Tuojing Technology: Meeting materials of the second extraordinary general meeting of shareholders in 2025
DATE:  Mar 15 2025

Stock code: 688072 Stock abbreviation: Tuojing Technology

Tuojing Technology Co., Ltd

Meeting materials of the 2nd Extraordinary General Meeting of Shareholders in 2025

March 2025

Table of Contents

Notice of the Second Extraordinary General Meeting of Shareholders in 2025...... 1

Agenda of the 2025 Second Extraordinary General Meeting of Shareholders...... 3

2025 Second Extraordinary General Meeting of Shareholders Meeting Proposal...... 5

Proposal 1: Proposal on the company's "2025 Restricted Stock Incentive Plan (Draft)" and its summary

...... 5

Proposal 2: Proposal on the company's "2025 Restricted Stock Incentive Plan Implementation Assessment and Management Measures".

Table...... 6

Proposal 3: Proposal on requesting the general meeting of shareholders of the company to authorize the board of directors to handle matters related to equity incentives

...... 7

Tuojing Technology Co., Ltd

Notice to the 2nd Extraordinary General Meeting of Shareholders in 2025

In order to safeguard the legitimate rights of all shareholders, ensure the normal order and efficiency of the general meeting of shareholders, and ensure the smooth progress of the general meeting, in accordance with the Company Law of the People's Republic of China, the Securities Law of the People's Republic of China, the Rules of the General Meeting of Shareholders of Listed Companies, the Articles of Association of Tuojing Technology Co., Ltd., the Rules of Procedure of the General Meeting of Shareholders of Tuojing Technology Co., Ltd. and other relevant regulations, Tuojing Technology Co., Ltd. (hereinafter referred to as the "Company") hereby formulates the Notice of the Second Extraordinary General Meeting of Shareholders in 2025:

1. In order to ensure the seriousness and normal order of the general meeting of shareholders and effectively safeguard the legitimate rights and interests of shareholders and shareholders' agents, the company has the right to refuse other unrelated persons to enter the venue in accordance with the law, except for shareholders and shareholders' representatives, directors, supervisors, senior managers, witness lawyers and persons invited by the board of directors attending the meeting.

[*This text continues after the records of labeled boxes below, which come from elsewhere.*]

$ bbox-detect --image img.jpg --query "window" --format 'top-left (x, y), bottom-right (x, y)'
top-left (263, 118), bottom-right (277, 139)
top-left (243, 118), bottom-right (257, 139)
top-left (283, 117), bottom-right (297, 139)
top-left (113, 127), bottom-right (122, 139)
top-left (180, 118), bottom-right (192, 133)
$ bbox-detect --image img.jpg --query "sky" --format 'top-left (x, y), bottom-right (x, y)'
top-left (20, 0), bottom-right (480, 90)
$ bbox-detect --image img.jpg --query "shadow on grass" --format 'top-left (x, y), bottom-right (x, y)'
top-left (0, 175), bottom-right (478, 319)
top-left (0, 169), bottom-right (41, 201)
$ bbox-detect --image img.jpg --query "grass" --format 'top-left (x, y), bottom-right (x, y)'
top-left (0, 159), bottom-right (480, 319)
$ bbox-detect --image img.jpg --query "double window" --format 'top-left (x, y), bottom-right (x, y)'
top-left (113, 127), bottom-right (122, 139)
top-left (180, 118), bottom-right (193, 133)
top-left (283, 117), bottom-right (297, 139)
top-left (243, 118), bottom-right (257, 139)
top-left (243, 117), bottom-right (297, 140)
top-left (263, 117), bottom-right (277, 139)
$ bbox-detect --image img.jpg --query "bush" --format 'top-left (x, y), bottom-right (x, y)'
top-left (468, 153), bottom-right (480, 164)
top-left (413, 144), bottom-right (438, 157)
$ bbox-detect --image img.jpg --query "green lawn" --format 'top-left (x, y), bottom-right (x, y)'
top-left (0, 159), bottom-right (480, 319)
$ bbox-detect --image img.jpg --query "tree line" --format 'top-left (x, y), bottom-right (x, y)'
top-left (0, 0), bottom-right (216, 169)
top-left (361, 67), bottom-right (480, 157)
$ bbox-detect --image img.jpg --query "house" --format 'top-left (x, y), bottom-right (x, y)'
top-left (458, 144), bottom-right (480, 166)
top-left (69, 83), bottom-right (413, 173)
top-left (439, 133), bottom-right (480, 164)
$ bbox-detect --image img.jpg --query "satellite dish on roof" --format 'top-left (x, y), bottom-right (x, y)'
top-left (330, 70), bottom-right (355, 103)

2. Shareholders and shareholders' representatives attending the meeting must go through the sign-in procedures at the meeting site from 13:00 to 14:00 on the day of the meeting, and please present the securities account card, identity document or legal person unit certificate, power of attorney, etc., and receive the meeting materials after verification before attending the meeting. After the start of the meeting, the presiding officer of the meeting announces the number of shareholders present at the meeting and the total number of shares with voting rights held by them, and shareholders who enter the meeting after this time are not entitled to participate in the on-site voting.

3. The meeting shall deliberate and vote on the motions in the order listed in the notice of the meeting.

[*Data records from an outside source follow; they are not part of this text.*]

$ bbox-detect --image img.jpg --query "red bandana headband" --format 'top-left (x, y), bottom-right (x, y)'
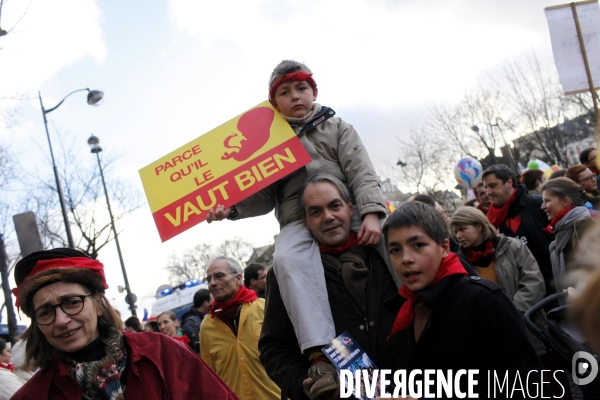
top-left (269, 71), bottom-right (317, 107)
top-left (12, 257), bottom-right (108, 307)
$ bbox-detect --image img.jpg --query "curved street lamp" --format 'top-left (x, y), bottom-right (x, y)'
top-left (38, 88), bottom-right (104, 249)
top-left (88, 134), bottom-right (137, 317)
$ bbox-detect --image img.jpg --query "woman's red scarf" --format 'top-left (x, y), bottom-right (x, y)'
top-left (388, 253), bottom-right (468, 340)
top-left (318, 232), bottom-right (359, 254)
top-left (208, 285), bottom-right (258, 318)
top-left (542, 205), bottom-right (575, 234)
top-left (466, 239), bottom-right (496, 263)
top-left (0, 363), bottom-right (15, 372)
top-left (487, 188), bottom-right (519, 228)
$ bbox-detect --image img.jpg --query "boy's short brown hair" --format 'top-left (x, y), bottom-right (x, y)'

4. Shareholders and their representatives participate in the general meeting of shareholders and enjoy the right to speak, question, vote and other rights in accordance with the law. Shareholders and their representatives participating in the general meeting of shareholders shall conscientiously perform their statutory obligations, shall not infringe upon the legitimate rights and interests of the company and other shareholders and shareholders' representatives, and shall not disturb the normal order of the general meeting of shareholders.

5. Shareholders and their representatives who intend to speak or ask questions at the on-site meeting of the general meeting of shareholders shall register with the conference affairs group of the general meeting in advance in the registration link before the general meeting of shareholders. The presiding officer of the conference arranges speeches or answers questions from shareholders according to the list and order provided by the conference affairs group.

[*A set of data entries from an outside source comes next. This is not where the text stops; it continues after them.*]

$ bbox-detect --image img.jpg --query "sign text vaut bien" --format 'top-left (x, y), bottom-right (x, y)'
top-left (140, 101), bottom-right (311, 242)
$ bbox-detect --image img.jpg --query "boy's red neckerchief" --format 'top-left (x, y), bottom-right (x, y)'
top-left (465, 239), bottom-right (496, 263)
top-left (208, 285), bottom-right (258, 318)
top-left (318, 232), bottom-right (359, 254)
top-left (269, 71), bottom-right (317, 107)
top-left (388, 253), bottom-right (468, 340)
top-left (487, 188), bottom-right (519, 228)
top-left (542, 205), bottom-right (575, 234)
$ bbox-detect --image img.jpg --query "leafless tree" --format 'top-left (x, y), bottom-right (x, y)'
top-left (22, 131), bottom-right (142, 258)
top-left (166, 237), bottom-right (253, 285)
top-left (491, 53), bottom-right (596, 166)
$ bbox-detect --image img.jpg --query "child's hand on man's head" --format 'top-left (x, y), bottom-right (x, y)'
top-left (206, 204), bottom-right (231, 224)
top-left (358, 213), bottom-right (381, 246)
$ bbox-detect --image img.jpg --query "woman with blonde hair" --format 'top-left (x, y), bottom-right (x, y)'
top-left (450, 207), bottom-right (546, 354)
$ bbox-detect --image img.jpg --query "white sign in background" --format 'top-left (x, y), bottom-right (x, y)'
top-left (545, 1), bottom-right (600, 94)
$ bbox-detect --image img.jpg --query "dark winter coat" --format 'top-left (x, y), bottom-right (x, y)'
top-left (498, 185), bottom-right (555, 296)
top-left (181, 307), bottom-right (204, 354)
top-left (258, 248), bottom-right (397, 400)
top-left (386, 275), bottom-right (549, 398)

Shareholders and their representatives who request to speak without prior registration shall speak only with the permission of the presiding officer of the meeting in accordance with the agenda of the meeting. If more than one shareholder and the shareholder's representative request to speak at the same time, the one who raises his hand first shall speak; If the presiding officer cannot be determined, the moderator shall designate the speaker. Only shareholders and shareholders' proxies will be accepted during the meeting

Words or questions. In order to improve the efficiency of the meeting, shareholders and shareholders' representatives should speak or ask questions around the topic of the meeting, and the questions should be concise and to the point, and the time should not exceed 5 minutes in principle.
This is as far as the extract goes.